Sherlock Holmes Was Wrong
- First U.S. edition cover
- Author: Pierre Bayard
- Original title: L'affaire du Chien des Baskerville
- Translator: Charlotte Mandell
- Language: French
- Genre: Literary criticism
- Publisher: Bloomsbury USA (English translation)
- Publication place: France
- Published in English: November 2008
- Pages: 208
- ISBN: 978-1-59691-605-0
- OCLC: 216941820
- Dewey Decimal: 823.912 22
- LC Class: PR4622.H63 B3913 2008

= Sherlock Holmes Was Wrong =

2007 book by Pierre Bayard

Sherlock Holmes was Wrong: Re-opening the Case of the "Hound of the Baskervilles" is a 2007 book by French professor of literature, psychoanalyst, and author Pierre Bayard.

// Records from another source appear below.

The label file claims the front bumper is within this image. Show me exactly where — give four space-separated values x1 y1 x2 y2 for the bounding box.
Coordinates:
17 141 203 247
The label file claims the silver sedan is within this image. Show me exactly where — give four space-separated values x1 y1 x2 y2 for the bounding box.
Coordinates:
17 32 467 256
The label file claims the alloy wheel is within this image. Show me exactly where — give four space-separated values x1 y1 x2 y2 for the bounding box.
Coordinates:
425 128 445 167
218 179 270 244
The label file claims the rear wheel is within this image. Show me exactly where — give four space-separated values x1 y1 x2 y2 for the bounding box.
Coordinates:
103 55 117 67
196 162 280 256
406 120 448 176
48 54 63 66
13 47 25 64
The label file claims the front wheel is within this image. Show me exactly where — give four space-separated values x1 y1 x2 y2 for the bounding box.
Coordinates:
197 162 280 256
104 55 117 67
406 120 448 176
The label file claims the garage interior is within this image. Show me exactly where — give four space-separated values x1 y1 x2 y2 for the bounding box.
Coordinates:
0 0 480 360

By re-examining the clues and interpreting them in the context in which Arthur Conan Doyle's book The Hound of the Baskervilles was conceived and written, Bayard clears the hound of all wrongdoing and argues that the actual murderer got away with the crime completely unsuspected by Sherlock Holmes—not to mention by the numerous readers of the story over the past century and even, in a sense, by the author himself.

The book was originally written in French.

==Critical reception==
The University of Illinois' The Online Gargoyle wrote in its review that the premise of the book "is original, but it is annoying in its uncreative, hole-poking nature."